Face à cela, l'exécutif dispose de la dissolution. La Chambre peut être dissoute, ce qui provoque des élections anticipées dans les quarante jours. Les hypothèses sont encadrées : rejet de la confiance ou adoption d'une motion de méfiance non constructive, démission du gouvernement suivie d'un accord de la Chambre à la majorité absolue, ou déclaration de révision de la Constitution qui emporte dissolution de plein droit.

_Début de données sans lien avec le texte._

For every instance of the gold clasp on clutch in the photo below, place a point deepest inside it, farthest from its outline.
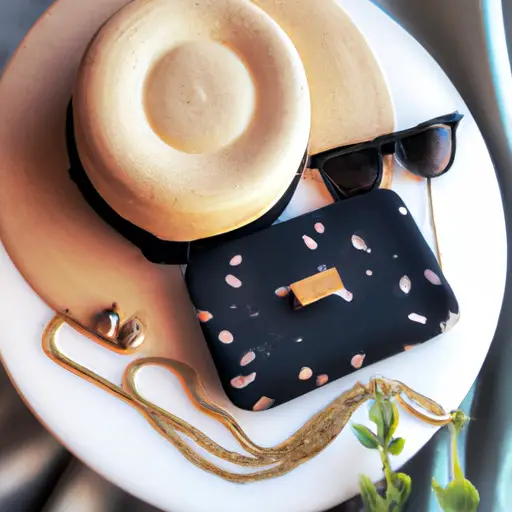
(316, 287)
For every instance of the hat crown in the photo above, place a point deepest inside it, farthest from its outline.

Cette arme rééquilibre le rapport de force : un parlementaire qui renverse le gouvernement risque de perdre son siège dans la foulée.

À retenir

  • 150 députés élus directement pour cinq ans ; vote obligatoire dès 18 ans.
  • 60 sénateurs, dont 50 désignés par les parlements des entités fédérées et 10 cooptés.
  • Immunités parlementaires : irresponsabilité absolue pour les opinions et votes, inviolabilité relative pour les poursuites.
  • Le gouvernement fédéral compte au maximum quinze ministres, en principe à parité linguistique, et décide par consensus.
  • Méfiance constructive d'un côté, dissolution de l'autre : l'équilibre du régime parlementaire belge.